The archaeological site of the cemetery of Dendra with its royal tombs is already famous for the excavation of the bronze armor of Dendra, the most ancient armor found. The discovery brought to light the ancient burial habits and confirmed Homeric poems. The valuables, the everyday life objects, the elaborate jewelry and the figurines of reverence discovered document the wealth of that period. Recent excavations brought to light the remains of two horses and provided valuable insight on the rituals of the Mycenaean age.
The archaeological site of the cemetery of Dendra is situated on a hill slope, on the west of the Mycenaean town of Midea, outside the village that bears the same name. It constitutes one of the biggest Mycenaean cemeteries of Peloponnesus.
The excavations, that started during the spring of 1926 and were carried out in the following decades, brought to light the royal tombs; a tholos tomb and sixteen chamber tombs.

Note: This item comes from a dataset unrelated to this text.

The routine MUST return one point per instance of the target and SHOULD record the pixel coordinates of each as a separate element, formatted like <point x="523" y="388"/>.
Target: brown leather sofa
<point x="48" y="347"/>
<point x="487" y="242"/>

The chamber tombs vary in shape and they were engraved in a soft rock on the hill slope. They consisted of three parts: the dromos, an inclining ramp, the stomion, narrow passage, and the chamber. The entrance to the tomb was walled by a dry masonry. Among the findings at Dendra Cemetery, the one that stands out, is the oldest complete bronze armor. The necropolis uncovered the ancient burial habits of the Mycenaean age, and confirmed Homer, who exalted the Achaeans who wore bronze. Precious valuables, arms, tools, elaborate jewelry, figurines of worship and everyday life objects made of gold, silver, bronze, ivory and other materials confirm the wealth of that period. Recent excavations brought to light two prehistoric domestic horses, possibly battle steeds, which griped the archaeological community.
All of the findings attest that the site was occupied between 1500 and 1180 B.C. probably pertaining to the nearby acropolis of Midea. They are exposed in the archeological museum of Nafplion and the National Archeological Museum of Athens.